Aside from manufacturing issues, insufficient clinical data also emerged as a key stumbling block for many drug sponsors, with Jefferies’ analysis showing that 27% of CRLs noted the need for more data. These requests can range from additional subgroup or pharmacodynamic analyses using existing data to the need for another Phase 3 study, according to Tsai.
Such was the case in the FDA’s recent rejection of Replimune’s melanoma drug RP1—the second time the viral immunotherapeutic has failed to achieve approval. In its latest CRL, the agency deemed the company’s data package “insufficient to conclude substantial evidence of effectiveness” of RP1, particularly pointing to Replimune’s use of a single-arm trial.
REGENXBIO also faced clinical roadblocks for its Hunter syndrome gene therapy RGX-121, which the FDA refused to approve in March. The rejection, according to the CRL, was driven by a series of study design problems, including the company’s use of external controls and its enrollment criteria, which the regulator said raised “uncertainty that the enrolled population is representative of the target population.”
Both REGENXBIO and Replimune ran into what Mizuho’s Suvannavejh called the “worst-case scenario” for drug sponsors, in which the FDA “will simply ask for the conduct of a brand-new clinical trial altogether.” While these types of denials are typically catastrophic for a company’s shares—Replimune plunged 20% in the aftermath of its rejection, while REGENXBIO fell 12%—Suvannavejh said there’s often just no way around them.
“The FDA needs to feel highly confident that any new drug that gets approved provides an overall benefit/risk profile that is net positive for patients,” he said.
Setting up for success
On a positive note, the FDA’s trove of CRLs holds up a mirror to the industry, allowing companies to see the blind spots in their regulatory processes, experts who spoke with BioSpace agreed. For instance, Jefferies’ analysis suggests that most “sponsors are seemingly more prepared when it comes to the clinical data package side of things vs CMC/manufacturing,” Tsai said.
Accordingly, he said that running multiple successful pre-approval inspections is of “key importance” for most drug sponsors, helping to minimize the likelihood of rejection. Contracting the services of former FDA reviewers could be helpful in this regard, Tsai suggested.
Singh concurred, saying sponsors “should prioritize facility inspections for reinforcing robust quality management systems,” using “validated analytical methods and strong stability data” to back their manufacturing packages. Companies should also have independent assessors review their applications to determine gaps and other weaknesses well ahead of submission, she said.
This advice is especially important for first-time or otherwise inexperienced drugmakers, according to Singh.
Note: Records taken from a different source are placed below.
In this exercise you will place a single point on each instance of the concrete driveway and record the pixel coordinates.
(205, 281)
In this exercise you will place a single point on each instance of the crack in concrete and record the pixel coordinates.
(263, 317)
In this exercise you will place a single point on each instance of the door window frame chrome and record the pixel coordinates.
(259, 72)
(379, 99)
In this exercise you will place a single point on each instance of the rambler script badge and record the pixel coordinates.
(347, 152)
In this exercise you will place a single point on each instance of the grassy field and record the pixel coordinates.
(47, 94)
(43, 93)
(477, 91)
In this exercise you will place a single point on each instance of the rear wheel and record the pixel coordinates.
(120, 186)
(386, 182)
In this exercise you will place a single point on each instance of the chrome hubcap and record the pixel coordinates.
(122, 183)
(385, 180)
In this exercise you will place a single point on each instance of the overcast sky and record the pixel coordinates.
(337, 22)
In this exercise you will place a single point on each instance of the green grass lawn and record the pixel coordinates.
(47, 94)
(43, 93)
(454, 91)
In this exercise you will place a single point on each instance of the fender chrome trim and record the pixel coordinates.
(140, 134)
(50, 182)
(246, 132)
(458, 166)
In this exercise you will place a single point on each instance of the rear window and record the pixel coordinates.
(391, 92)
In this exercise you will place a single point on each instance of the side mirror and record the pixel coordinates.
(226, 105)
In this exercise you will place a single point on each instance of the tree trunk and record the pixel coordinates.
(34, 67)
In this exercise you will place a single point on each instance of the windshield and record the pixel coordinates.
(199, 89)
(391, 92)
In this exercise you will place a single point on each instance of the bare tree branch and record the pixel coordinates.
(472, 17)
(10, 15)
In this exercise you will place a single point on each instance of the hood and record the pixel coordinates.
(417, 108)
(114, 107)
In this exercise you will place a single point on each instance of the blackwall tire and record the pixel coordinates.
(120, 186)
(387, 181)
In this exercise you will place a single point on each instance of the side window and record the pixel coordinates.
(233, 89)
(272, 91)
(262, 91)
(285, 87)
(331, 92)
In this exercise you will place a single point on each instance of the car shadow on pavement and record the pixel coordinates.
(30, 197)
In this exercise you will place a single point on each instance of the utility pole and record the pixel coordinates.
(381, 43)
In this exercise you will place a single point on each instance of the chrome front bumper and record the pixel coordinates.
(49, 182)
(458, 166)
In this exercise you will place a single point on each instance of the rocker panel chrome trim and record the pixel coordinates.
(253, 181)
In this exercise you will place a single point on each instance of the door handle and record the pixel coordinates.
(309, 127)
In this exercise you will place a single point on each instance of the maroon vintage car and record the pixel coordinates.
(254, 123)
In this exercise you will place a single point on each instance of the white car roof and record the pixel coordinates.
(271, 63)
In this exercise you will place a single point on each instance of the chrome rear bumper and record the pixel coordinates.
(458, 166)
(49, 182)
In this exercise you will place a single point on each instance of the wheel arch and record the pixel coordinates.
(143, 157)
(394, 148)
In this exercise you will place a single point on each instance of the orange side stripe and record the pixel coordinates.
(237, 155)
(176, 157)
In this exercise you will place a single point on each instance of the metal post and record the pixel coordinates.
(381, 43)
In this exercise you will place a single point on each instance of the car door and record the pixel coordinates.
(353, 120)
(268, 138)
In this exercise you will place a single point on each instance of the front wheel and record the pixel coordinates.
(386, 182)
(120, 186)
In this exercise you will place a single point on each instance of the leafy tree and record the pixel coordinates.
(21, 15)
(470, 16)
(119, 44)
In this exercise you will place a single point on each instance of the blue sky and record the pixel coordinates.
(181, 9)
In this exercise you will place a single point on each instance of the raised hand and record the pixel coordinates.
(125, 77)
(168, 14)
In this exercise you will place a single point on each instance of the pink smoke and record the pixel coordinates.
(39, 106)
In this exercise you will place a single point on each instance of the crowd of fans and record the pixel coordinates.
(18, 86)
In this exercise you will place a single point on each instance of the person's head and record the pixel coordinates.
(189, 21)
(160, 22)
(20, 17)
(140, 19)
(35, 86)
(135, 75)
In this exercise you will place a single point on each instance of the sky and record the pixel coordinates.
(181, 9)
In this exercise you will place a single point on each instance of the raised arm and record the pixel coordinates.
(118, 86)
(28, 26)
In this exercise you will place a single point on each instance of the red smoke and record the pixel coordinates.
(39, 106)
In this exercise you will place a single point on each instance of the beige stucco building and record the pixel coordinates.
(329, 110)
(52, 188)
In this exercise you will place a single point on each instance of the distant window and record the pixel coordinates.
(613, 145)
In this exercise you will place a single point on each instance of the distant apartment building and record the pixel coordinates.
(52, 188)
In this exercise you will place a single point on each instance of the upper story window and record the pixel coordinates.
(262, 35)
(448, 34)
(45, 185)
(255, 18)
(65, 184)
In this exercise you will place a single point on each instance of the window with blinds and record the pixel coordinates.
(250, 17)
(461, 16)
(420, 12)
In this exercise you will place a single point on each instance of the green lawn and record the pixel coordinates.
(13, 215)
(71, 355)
These companies should “lean on external expertise,” she said, in addition to comprehensively planning their regulatory activities and meetings and keeping strict timelines.
On the clinical front, both Singh and Tsai agreed that being on the same page with the FDA from the outset and keeping the agency abreast with a company’s development strategy and managing the regulator’s expectations are critical to avoid unexpected rejections.
“Proactive, consistent FDA engagement throughout development is crucial,” Singh said. “Mapping out interactions, scheduling meetings, documenting feedback, and addressing concerns before filing reduces CRL rates.”
These recommendations point to how industry can leverage the FDA’s new CRL publication policy to “learn from common failure patterns and strengthen their regulatory strategies for greater approval success,” Singh said.
For Suvannavejh, however, the FDA’s publication of CRLs goes beyond how it can help sponsors, and indeed, even beyond the biopharma sphere. “This is much more about restoring credibility to an agency whose reputation both in the U.S. and abroad has been significantly damaged over the past two years,” he said.